W3C home > Mailing lists > Public > public-gld-wg@w3.org > April 2013

AW: ISSUE-59 (FC-HierarchicalCodeList): Last Call comment. Frank Cotton on qb:HierarchicalCodeList [Data Cube Vocabulary]

From: Benedikt Kaempgen <kaempgen@fzi.de>
Date: Thu, 25 Apr 2013 14:07:41 +0000
To: Dave Reynolds <dave.e.reynolds@gmail.com>, "public-gld-wg@w3.org" <public-gld-wg@w3.org>
Message-ID: <0D7BFFD7C415144DA75C3D49C46AC21512AC4AA8@ex-ms-1a.fzi.de>
Hello,

Regarding this issue I would like to point to a discussion about ISSUE-31 we had some time ago [1]. 
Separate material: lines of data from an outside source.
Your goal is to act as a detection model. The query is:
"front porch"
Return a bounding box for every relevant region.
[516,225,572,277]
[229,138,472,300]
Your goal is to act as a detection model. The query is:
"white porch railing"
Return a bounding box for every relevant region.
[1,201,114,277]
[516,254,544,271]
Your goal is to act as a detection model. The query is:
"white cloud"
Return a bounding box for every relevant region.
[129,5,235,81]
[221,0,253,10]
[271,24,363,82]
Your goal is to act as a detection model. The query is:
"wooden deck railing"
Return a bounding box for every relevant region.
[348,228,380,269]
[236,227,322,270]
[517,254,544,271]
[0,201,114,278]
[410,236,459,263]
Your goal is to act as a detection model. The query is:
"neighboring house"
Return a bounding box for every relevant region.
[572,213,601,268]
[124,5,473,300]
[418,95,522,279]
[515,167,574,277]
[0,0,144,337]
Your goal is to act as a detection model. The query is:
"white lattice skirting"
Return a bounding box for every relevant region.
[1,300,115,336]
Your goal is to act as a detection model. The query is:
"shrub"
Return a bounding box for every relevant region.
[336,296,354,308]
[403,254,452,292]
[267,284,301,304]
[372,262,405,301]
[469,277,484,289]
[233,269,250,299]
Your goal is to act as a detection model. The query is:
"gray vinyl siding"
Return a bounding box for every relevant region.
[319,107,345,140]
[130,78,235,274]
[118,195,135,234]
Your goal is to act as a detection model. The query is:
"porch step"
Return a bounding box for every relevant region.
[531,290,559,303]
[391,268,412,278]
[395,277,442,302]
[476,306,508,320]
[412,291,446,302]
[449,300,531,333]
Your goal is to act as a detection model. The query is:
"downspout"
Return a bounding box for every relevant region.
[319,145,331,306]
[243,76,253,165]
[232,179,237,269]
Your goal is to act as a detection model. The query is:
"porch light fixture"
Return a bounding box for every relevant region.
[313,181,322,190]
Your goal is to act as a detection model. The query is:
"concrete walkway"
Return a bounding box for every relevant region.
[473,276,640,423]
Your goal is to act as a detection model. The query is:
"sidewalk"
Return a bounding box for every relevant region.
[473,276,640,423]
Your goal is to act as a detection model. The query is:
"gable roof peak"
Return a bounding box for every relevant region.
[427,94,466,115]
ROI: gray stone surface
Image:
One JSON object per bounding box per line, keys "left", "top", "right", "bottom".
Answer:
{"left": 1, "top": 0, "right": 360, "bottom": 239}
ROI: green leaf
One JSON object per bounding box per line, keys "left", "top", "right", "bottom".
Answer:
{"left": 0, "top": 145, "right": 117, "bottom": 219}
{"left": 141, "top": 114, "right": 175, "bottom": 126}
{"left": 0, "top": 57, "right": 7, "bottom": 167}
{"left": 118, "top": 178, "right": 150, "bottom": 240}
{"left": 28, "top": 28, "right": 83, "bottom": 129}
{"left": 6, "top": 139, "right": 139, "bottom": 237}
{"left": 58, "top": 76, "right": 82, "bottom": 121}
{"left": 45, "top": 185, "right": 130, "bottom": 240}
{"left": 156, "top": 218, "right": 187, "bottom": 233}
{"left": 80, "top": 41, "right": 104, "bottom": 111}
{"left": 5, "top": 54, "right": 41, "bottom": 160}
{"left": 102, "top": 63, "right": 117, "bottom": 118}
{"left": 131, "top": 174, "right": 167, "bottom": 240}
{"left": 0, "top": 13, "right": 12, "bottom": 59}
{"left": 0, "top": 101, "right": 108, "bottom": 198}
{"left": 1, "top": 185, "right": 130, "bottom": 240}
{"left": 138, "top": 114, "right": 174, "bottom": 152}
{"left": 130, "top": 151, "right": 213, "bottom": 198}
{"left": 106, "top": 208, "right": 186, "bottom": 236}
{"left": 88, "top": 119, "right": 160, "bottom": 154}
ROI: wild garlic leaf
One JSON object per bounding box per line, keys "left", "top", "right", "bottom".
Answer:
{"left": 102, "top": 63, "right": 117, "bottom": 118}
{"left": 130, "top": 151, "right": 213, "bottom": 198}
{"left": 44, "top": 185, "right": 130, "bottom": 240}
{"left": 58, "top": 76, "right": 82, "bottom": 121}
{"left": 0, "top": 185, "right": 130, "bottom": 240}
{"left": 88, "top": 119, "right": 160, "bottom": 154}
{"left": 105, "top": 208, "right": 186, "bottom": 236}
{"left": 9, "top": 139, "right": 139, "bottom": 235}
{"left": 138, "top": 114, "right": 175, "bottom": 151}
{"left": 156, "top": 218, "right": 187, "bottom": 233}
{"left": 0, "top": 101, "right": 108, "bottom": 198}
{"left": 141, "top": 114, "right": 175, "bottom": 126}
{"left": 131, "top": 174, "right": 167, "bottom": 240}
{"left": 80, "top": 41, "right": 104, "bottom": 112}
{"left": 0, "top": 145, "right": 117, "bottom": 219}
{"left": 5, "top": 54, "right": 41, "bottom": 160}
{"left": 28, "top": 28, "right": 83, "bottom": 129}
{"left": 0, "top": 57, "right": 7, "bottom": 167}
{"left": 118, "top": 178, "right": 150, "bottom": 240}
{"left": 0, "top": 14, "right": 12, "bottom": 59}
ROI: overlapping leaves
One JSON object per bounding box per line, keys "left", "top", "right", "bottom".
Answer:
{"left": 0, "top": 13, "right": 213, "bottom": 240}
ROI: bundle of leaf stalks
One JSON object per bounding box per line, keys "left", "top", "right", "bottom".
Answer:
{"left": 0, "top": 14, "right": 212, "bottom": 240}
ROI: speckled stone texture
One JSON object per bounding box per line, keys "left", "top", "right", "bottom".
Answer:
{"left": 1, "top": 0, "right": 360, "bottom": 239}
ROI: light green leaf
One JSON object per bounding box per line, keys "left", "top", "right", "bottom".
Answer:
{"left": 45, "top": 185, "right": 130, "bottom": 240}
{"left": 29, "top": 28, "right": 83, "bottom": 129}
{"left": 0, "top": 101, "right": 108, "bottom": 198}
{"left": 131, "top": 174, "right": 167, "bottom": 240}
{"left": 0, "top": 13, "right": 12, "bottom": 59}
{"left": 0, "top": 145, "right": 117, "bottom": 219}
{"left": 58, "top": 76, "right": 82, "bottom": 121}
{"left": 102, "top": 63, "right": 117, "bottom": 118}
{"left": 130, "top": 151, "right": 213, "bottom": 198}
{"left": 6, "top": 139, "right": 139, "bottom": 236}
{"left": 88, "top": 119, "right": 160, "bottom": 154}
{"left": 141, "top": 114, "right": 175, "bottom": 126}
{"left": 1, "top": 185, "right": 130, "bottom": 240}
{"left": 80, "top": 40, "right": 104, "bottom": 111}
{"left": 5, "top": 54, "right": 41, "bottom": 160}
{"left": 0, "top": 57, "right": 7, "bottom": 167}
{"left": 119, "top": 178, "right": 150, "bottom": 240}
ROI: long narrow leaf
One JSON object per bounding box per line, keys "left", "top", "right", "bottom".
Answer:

Maybe that gives additional arguments to be put in the answer, e.g., that "the publisher of the geography and the publisher of the statistics themselves are often (at least in our case) different".

Best,

Benedikt 

[1] ----------------------------
________________________________________
Von: Dave Reynolds [dave.e.reynolds@gmail.com]
Gesendet: Donnerstag, 17. Januar 2013 15:34
An: Benedikt Kaempgen
Cc: public-gld-wg@w3.org
Betreff: Re: AW: ISSUE-31 (Aggregation): Supporting aggregation for other than SKOS hierarchies [Data Cube Vocabulary]

Hi Benedikt,

On 11/01/13 13:04, Benedikt Kaempgen wrote:
> Hello,
>
>> For Data Cube, of course, the issue is not whether those relationships
>> can be represented (they can already [1]) but whether Data Cube
>> dimensions can reference and reuse those representations directly.
>
> I am wondering why it would not be sufficient to recommend publishers to add skos:narrower and skos:broader relationships - if semantically applicable - to the domain specific properties. I see your point that with time and geo there might be many possible values to the dimensionProperties; however, in general, the number of possible values of a dimensionProperty (especially as used by a certain dataset) is small in comparison to the number of observations. Thus, I would not see a problem in adding the needed triples to the same file as the data structure definition.

There are at least two issues with that.

First, the publisher of the geography and the publisher of the
statistics themselves are often (at least in our case) different. So
requiring, for example, a local authority to publish a set of assertions
about the Ordnance Survey's administrative geography URIs just in order
to publish their own local statistics would be ... problematic.

Secondly, it's semantically dubious. The correct hierarchical
relationship for statistical geographies in this case is containment
which is different from skos:narrower/broader. This was already
discussed up-thread.

> Is there a concrete use case that would require direct usage by QB?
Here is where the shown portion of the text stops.